After a Cherish the Ladies concert in the performing arts center, Glor in Ennis, County Clare, we went back to Friel’s Pub in Miltown Malbay for a session. At three in the morning, 87-year-old Bridget Moloughney from County Tipperary asked me would it be okay if she did a recitation. I said I’d love to hear it, then she asked me if I could shush up the crowd, which I did. She blew us all away with her charisma and memories for old poetry, and we all begged for more. Knowing that she was the real deal, I searched the web and came across “An Irish Christmas Night” poem written by Nancy Kellegher from County Cork and asked her to come to the studio and record it as I loved the sentiments and loved even more Bridget’s rendition of it.
You are out on tour now for most of December. Will you get home for Christmas?
We always wrap up our tour in time for the girls to travel home to Ireland to spend Christmas in their own houses. I want to be with my family, and so do they – so we always finish up the tour at least in time to get them home for Christmas Eve. ♦
This article was originally published in the December / January 2016 issue of Irish America.

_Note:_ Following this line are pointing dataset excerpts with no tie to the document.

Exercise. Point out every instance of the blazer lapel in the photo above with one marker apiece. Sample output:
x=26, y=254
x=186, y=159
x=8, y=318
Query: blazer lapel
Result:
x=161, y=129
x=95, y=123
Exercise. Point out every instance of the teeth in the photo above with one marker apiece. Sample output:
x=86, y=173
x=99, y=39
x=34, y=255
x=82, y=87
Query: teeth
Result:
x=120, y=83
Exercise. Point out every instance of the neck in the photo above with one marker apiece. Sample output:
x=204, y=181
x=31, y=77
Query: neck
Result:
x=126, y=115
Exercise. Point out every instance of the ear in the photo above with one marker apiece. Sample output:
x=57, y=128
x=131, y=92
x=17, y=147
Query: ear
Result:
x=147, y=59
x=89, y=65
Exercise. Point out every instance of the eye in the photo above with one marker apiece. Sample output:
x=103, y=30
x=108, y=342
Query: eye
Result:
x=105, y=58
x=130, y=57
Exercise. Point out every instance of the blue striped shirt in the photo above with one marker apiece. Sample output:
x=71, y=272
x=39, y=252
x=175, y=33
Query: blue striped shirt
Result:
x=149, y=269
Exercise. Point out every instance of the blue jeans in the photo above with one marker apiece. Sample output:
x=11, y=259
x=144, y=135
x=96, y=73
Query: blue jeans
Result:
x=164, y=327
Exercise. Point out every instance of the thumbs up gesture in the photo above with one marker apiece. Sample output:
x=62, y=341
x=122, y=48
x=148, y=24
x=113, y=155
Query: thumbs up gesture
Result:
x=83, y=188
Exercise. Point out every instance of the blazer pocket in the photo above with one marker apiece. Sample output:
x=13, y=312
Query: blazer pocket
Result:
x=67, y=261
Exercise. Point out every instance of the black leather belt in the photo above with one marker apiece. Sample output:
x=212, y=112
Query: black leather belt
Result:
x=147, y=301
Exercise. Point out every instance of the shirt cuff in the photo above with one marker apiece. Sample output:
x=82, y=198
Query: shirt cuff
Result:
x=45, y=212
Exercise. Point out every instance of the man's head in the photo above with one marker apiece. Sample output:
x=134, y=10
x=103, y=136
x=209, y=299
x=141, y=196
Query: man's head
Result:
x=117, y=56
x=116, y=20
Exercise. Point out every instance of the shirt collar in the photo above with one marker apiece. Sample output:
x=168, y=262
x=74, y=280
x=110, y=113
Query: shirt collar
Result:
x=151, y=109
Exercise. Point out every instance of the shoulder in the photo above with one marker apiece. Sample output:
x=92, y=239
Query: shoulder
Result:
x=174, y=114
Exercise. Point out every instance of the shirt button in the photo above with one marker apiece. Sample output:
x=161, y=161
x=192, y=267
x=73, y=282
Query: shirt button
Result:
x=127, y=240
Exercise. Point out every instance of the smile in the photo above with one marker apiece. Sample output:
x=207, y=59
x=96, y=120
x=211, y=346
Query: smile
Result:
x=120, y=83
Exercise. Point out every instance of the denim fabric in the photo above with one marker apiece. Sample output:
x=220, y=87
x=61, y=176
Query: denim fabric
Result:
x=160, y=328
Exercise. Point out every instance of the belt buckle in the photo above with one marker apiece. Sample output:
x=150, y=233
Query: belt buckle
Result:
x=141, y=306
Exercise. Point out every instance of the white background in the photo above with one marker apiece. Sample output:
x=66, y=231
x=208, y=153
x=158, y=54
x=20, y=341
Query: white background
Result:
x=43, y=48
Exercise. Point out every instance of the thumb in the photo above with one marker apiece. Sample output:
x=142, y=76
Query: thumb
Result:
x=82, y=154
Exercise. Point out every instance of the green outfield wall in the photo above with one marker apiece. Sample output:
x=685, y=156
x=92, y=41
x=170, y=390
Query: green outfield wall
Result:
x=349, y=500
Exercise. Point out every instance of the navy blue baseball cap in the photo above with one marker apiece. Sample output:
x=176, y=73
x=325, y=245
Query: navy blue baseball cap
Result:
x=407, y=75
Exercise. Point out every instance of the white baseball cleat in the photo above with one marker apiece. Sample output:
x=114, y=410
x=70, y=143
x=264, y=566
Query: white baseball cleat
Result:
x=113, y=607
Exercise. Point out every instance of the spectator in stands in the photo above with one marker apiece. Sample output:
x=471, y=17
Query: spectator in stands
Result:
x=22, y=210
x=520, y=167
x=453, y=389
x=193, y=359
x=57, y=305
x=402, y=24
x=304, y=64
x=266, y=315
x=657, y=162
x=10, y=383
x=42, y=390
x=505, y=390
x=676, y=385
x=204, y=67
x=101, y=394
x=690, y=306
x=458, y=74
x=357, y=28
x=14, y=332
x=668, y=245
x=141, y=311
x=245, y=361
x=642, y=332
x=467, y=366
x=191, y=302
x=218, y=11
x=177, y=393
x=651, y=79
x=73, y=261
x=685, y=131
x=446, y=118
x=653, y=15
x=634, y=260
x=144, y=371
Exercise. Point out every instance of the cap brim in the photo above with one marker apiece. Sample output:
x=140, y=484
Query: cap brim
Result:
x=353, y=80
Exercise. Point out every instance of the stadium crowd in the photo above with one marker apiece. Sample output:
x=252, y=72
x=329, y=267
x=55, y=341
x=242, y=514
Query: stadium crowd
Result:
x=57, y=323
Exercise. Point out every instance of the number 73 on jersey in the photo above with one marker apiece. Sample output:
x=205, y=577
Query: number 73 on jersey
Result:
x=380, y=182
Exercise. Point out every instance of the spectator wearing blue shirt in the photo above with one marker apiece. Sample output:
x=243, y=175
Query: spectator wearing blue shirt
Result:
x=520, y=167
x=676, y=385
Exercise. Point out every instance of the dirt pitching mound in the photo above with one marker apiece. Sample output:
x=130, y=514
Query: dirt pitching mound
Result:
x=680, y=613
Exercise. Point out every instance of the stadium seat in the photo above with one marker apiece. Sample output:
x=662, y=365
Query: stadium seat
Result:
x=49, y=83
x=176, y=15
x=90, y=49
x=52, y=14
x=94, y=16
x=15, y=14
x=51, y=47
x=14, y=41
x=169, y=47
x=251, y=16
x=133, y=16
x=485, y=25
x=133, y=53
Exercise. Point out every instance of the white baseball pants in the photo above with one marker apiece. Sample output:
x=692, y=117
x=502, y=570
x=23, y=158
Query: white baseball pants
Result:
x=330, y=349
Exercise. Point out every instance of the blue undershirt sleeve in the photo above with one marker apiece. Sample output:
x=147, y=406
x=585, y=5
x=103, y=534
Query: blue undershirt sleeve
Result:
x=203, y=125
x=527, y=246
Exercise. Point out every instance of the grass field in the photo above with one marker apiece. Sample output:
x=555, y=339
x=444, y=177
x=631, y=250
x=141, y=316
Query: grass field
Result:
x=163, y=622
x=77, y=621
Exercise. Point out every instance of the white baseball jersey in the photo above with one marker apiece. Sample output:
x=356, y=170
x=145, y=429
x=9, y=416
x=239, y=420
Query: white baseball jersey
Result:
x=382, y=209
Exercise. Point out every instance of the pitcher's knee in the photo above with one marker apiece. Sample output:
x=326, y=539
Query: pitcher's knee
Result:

December 2022: Cherish the Ladies are touring extensively throughout December 2022 and have posted tour dates for 2023. Visit Cherish the Ladies to find a concert date near you.
Mary Cain says
As I listened to the Christmas Letter it brought me back to the Bronx also and all the letters from home. My Mom and Dad emigrated from the County Galway and were the only ones in their family to do so which meant me and my siblings had no family here for the holidays and only pictures of people we never met. Lonely were the family left at home but I now know the sadness in the eyes of my Mom and Dad as all they had left of Ireland were those precious letters. I am so grateful for the strength of all who came and those left behind that continued the love in written messages.
John Miller says
I heard them play this song in Port Washington with Don Stiffe 2 days ago. It was such a beautiful song that it brought me to tears especially thinking how this will likely be my last Christmas living at home. Even listening to it now is bringing me to tears hoping that I never lose touch with my parents the way that the poor widow in the song has lost touch with her children.
Peter Garland says
‘seem them again”? I’ve suggested the I
A proofreader lay off the Guinness!
Monica says
I too am a Galway girl once removed my parents emigrated fromconnemara in 1028 I was born and brought up in the Bronx took the tap dance lesson untim17 I so enjoyed your port Washington Christmas concert am looking forward to seeing you in march in mineola I life nearby I want to also ask you about don stiff first time I had heard him and was blown away I wish he had recorde hallelujah but I can’t find it can you help! Love all you cherished ladies!!!!
Jim says
Where would one find the poem an Irish christmas night by Nancy kellegher.